Эти его слова пролили предо мною свет на всю жизнь и потрясли меня своею простотой; открылось уязвлённое тоскою сердце, и начал я ему сказывать о себе.

– Вот, – мол, – скоро сорок лет, как я живу, а ни одного счастливого человека не видел. Раньше, бывало, осуждал людей, а ныне, как стал стареться, – жалко всех.

Подмигнул он, подсказывая:

– Хорошего жалко за то, что плохо ему, плохого за то, что плох, – так?

Очень ловко умеет он подсказать слово в нужную минуту.

– Только, – говорит, – жалость – это очень обманное чувство: пожалеет человек, и кажется ему, что он уже сделал всё, что может и что надобно, да, пожалев, и успокоится, а всё вокруг лежит недвижно, как лежало, – и на том же боку. Кладбищенское это чувство жалость, оно достойно мёртвых, живым же обидно и вредно.
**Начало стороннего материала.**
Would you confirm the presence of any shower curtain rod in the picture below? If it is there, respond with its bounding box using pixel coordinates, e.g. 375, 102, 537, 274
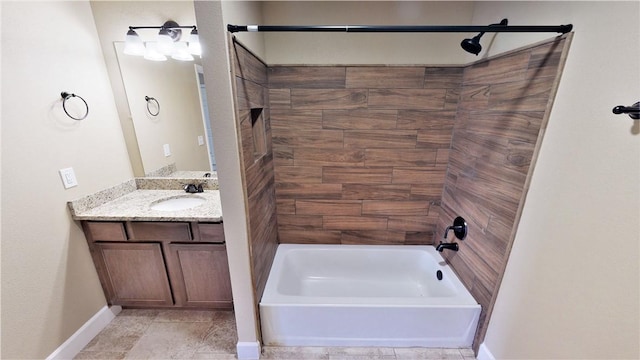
227, 24, 573, 34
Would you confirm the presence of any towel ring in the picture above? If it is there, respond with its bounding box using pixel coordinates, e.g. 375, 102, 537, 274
144, 96, 160, 116
60, 91, 89, 121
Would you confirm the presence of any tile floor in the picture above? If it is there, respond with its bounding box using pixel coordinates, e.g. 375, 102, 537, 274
75, 309, 475, 360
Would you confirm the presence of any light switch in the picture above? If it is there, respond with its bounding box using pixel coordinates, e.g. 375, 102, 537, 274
58, 168, 78, 189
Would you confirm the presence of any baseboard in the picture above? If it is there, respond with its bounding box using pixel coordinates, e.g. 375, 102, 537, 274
47, 305, 122, 360
236, 341, 260, 360
476, 343, 496, 360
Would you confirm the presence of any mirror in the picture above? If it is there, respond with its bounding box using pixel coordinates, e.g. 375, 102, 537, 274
114, 41, 216, 177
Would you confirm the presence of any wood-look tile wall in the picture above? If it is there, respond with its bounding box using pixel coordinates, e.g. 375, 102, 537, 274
437, 37, 570, 350
268, 66, 463, 244
230, 41, 278, 305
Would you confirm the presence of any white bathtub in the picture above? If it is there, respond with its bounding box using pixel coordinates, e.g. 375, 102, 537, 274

Так все дни, с утра до поздней ночи в тихом доме моём неугомонно гудит басок, блестит лысина, растекаются, тают облака пахучего дыма и светло брызжут из старых уст яркие, новые слова.
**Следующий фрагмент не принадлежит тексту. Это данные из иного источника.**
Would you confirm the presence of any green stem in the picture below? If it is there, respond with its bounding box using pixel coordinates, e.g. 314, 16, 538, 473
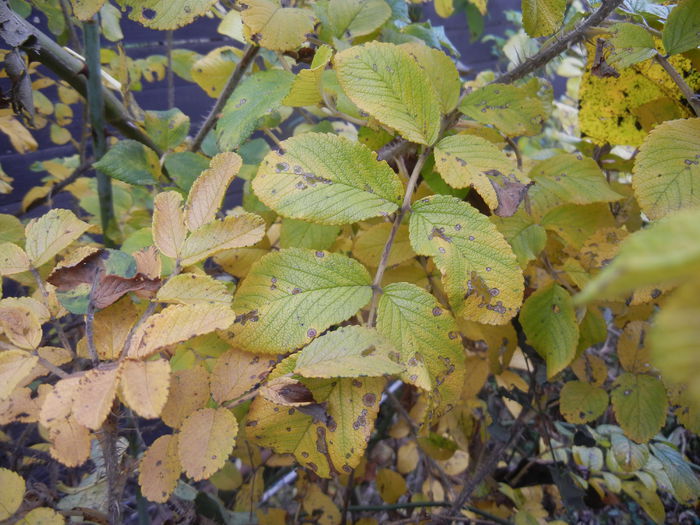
83, 16, 114, 247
Умилен я и растроган; ложась спать – благодарю господа за красу человека, созданного им».

«Максим, рыжий чёрт, устроил скандалище, и не иначе как сесть ему в острог: дал книжку дяди Марка Васе Савельеву, сыну трактирщика, а старик Ефим, найдя её, сжёг в печи, Васю же прежестоко избил, так что малый лежит. Вчера Максим отправился в трактир и там выдрал Ефима, позорнейше, за волосья и за уши. Экой необычный парень, даже дерётся неправильно, ну, – разве это возможно пожилого человека за уши драть? Толкни, ударь, а так – это и вчуже обидно! Всё как-то не по-людски и с неприятным форсом. Пришёл Ефим с подвязанными ушами, полиция пришла, был шум и ругань, Ефим трясётся и орёт неистово:

– Чернокнижники, фармазоны!..

Максим, зелёный со зла али с испуга, – молчит.

Я говорю:

– Рассчитаю тебя, брат.

Молчит, как земли наелся.

А Шакир, тоже неведомо почему, взвился турманом: серый весь, глаза горят, кричит Ефиму:

– Как можно книгу жечь огнём? Книга – святая, это от бога идёт книга, как ты можешь жечь её? Тебя судить надо за это.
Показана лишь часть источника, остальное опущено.